For hedge funds that must register with the
Securities and Exchange Commission
, the deadline is at hand.
While the SEC's controversial rule mandates registration for most hedge funds by Feb. 1, Monday is effectively the last day to file an application. The deadline to submit a Form ADV has already been pushed back from mid-December, when funds were battling to hit their year-end performance goal.
Registration remains unpopular among hedge funds.
The requirement will impose a heavier burden of compliance for managers and will increase costs. That is not to say that hedge funds are completely unregulated today. For instance, all hedge funds -- registered advisers and others -- are subject to the SEC's Anti-Fraud Provisions of the Investment Advisers Act, which, for instance, penalizes false advertising and misrepresentation.
But the new rule will add more constraints.
For instance, firms have to hire a chief compliance officer. The cost of such an executive can be $500,000 a year, says Michael Goodman, founder of hedge fund recruiting firm Long Ridge Partners. It is not a big deal for large funds that already have a general counsel on board who will fit the role. But it definitely poses a challenge to smaller funds.
Managers will also have to put in place a precise manual describing their compliance policies and follow strict email retention and record-keeping rules.
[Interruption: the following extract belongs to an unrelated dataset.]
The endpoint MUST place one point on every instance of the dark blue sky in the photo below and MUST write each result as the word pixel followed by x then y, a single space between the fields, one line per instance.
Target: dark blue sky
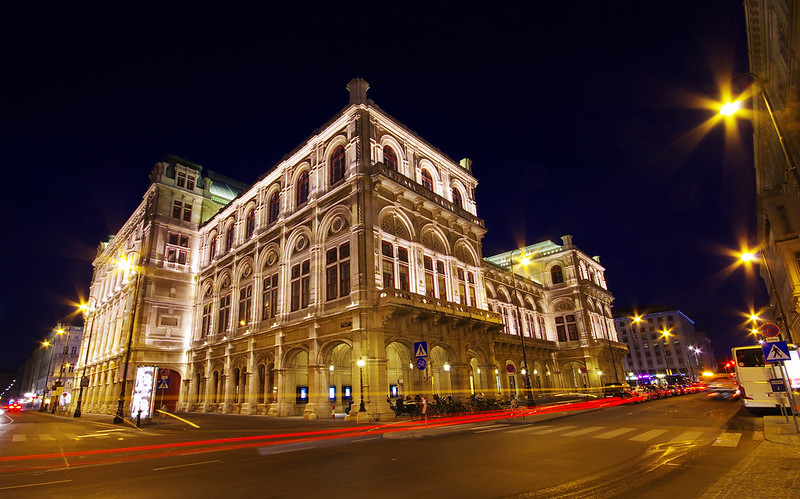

As a result, hedge funds have looked for ways to avoid registration.
Some will use the exemption granted to funds that have a two-year lock-up period (investors are not allowed to redeem their shares within two years). This exemption strategy will be the route of choice, experts say, simply because it is the most practical.
But a two-year lock-up isn't available to all managers. For the most part, investors are willing to grant such free rein only to well-established traders whom they trust.
The SEC rule also provides exemption for managers with fewer than 15 clients. The loophole will be practically impossible to exploit because it redefined the meaning of client. Traditionally, "clients" meant the individual "funds" an adviser had under management. Now, the term denotes funds and investors, or more specifically the sum of both. For instance, a manager with two funds and a total of 50 investors will now have 52 "clients," under the new definition.
This particular clause is being challenged in court by Philip Goldstein, a hedge fund manager at Opportunity Partners who filed a lawsuit against the SEC. The Court of Appeals for the District of Columbia heard his case last month. Goldstein says he is hopeful to win. "I believe the court will find that the SEC has no principled justification for redefining 'client' to suit its real objective of regulating hedge funds."
Finally, the SEC grants exemption to managers with less than $30 million of assets under management. Some see that as another potential hazard.
Funds that are the most likely to commit fraud are precisely the small ones, says Nir Narden, a lawyer at law firm Greenberg Traurig. "You're looking at managers running 8 (million) to 10 million dollars with 80 different clients investing $100,000-$150,000 each. Those managers go after people who don't understand what it's all about," says Yarden.
Based on the institutionalized nature of the market, many find the rule unnecessary, because the industry has done a good job at protecting itself against fraud.
In a 1 trillion dollar market, the amount of fraud has remained limited, even with the occasional Bayou, Yarden says. "Over the past three years, there has been a flood of institutional assets, and those investors are much more sophisticated and have more resources to do their own due diligence," he adds.
A search on the SEC Web site shows that some of the top 10 largest hedge funds, such as Farallon Capital Management, Caxton Associates, D.E. Shaw or Bridgewater Associates, are already registered investment advisers. Most have registered because they serve a large institutional client base that requires it.